Wednesday 29 December 2010

Did Renewables have it's "Sputnik Moment" in Spain this year?

Grumpy Old Men resistant-to-change ("geezers") love to rant in great detail about how renewables will never work, continually quoting already-debunked statements like "it's impossible to get above 20% penetration without MASSIVE investment in unproven or non-existent technology" or "the wind doesn't always blow, then what?" etc etc.

Well let's look at Spain's progress up till now and especially let's focus on what happened during 2010.

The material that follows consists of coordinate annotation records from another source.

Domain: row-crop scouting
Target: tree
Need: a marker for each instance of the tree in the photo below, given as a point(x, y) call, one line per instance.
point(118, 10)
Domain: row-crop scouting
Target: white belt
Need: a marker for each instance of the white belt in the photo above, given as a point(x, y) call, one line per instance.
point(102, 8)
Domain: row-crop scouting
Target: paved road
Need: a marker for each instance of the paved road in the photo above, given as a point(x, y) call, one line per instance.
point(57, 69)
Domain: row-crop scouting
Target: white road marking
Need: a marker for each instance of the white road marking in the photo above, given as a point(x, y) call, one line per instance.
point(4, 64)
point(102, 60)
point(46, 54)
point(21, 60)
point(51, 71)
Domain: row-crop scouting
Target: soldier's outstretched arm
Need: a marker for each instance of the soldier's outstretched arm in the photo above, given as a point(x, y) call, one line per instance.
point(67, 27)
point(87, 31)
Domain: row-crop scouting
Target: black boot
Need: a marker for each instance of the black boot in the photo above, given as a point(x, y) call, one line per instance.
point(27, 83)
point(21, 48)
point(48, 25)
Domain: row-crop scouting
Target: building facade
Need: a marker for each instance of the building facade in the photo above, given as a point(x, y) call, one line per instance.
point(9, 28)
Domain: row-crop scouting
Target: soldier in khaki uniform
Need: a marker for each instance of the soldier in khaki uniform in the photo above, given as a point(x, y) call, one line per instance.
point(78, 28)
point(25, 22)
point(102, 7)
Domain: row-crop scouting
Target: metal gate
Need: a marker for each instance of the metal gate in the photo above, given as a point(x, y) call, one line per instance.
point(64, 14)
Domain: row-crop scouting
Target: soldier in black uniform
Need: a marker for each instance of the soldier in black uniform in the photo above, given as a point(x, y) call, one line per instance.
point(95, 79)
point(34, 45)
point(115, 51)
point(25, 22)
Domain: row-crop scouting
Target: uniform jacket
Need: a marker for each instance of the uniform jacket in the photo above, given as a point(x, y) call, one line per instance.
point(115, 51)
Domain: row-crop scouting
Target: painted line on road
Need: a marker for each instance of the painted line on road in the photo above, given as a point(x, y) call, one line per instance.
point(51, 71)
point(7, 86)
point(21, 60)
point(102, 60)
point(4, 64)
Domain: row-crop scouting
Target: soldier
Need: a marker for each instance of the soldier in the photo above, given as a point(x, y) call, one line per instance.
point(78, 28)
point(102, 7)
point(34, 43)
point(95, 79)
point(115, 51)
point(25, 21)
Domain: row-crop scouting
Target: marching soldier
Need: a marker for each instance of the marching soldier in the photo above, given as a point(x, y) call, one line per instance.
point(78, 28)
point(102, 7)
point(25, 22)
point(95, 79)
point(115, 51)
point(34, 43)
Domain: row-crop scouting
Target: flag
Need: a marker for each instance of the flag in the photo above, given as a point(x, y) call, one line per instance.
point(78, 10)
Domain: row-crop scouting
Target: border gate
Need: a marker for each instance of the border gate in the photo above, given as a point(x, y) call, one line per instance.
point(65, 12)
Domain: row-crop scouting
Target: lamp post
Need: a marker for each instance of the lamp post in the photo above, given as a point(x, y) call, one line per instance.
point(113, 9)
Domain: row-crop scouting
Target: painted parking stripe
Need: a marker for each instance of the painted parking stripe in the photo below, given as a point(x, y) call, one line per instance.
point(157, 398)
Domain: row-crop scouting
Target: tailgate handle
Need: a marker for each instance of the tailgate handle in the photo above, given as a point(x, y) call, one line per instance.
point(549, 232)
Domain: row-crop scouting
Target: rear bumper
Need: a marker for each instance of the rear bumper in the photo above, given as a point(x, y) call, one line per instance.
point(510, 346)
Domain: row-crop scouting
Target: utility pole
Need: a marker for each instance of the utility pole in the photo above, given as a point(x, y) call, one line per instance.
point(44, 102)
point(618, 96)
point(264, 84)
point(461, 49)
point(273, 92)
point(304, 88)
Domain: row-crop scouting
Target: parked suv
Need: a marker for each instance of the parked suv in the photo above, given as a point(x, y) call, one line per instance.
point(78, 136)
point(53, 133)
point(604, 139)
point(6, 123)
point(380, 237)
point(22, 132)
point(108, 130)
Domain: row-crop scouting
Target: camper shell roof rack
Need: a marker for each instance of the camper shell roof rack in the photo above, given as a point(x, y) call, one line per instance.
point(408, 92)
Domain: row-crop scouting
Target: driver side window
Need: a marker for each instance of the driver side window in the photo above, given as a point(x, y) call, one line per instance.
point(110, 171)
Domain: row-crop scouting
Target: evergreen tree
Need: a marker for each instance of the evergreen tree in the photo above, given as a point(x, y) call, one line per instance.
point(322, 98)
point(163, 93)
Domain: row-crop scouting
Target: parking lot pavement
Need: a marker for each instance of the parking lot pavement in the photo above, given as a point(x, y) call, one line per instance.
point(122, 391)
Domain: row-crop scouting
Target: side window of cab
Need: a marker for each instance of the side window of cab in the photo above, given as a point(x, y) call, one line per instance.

Previous to 2010 one particular region in Spain, Navarra had at times achieved penetration of up to 60% of it's electricity supply from a combination of wind and hydro. Pretty impressive you might say, but not everywhere has hydro (though plenty places do such as Norway, Quebec, Ontario, British Columbia among others - and it should be pointed out that Ontario is an industrial powerhouse, producing more cars by volume than Michigan so we might say that the industrial base to produce electric cars without being affected too too much by oil declines already exists but that's another story for another day....).

Anyways returning to the point: Spain as an example and it's progress on renewables up to 2010.

In this post here there are some juicy details:
http://www.elpais.com/articulo/sociedad/renovables/baten/marca/cubren/35/electricidad/elpepisoc/20101228elpepisoc_2/Tes?print=1

Translated from Spanish, what it basically says is that across the entire country, between wind, solar and hydro, Spain produced an *average* of 35% of it's electric demand from renewables such as wind, hydro and solar and and additional 19% from Nuclear and the balance from oil and gas. This when demand *increased* by 2.9% on an annual basis. I make that to be Spain 55% covered by non oil-and-gas. Or a little bit better than glass is half full.

That's interesting. I thought it was impossible to get above 20% without MASSIVE upgrades to the grid. Oh wait, perhaps the doomers and old change-resistant curmudgeons were actually WRONG? Could it be? Oh woe.

What's also interesting to watch is that Spain is a testbed for solar. In Spain they already have close to 3% being generated by Solar methods and they're nowhere near maxxed out. Given that a radical new solar energy technology is on the horizon with greatly increased efficiency we could conceivably be looking at 10% Solar electricity in Spain in the next decade and perhaps much more optimistically speaking.

And on a sarcastic note one of the reasons hydro was able to produce much more was due to all the extra RAIN that Spain received. Turns out that the evil global warming made Spain WETTER rather than drier. Excuse me but I thought global warming was always EVIL?!?!?

Returning from sarcasm to the real world where money is made, it's also interesting to point out that another of the myths the change resistant geezers promote is that fossil fuel plants need to be built to cover times when renewables produce low volumes. Turns out, that rather than import electricity from fossil fuel powered domains, Spain in fact EXPORTED electricity to France in 2010. And not just in 2010. They've been doing this since 2004.

Anyways, Spain's national target is 40% renewables by 2020, a laudable goal. They're already 70% of the way there and we're only at the end of 2010.

Combine this mix with a healthy increase in nuclear power and we may see the Spanish at least being entirely off of fossil fuels for electricity within the foreseeable future. Now we just need to get off our asses in North America...

So returning to debunking dieoff, could it just possibly be that unlike what the dieoff crowd say, the lights are NOT GOING OUT??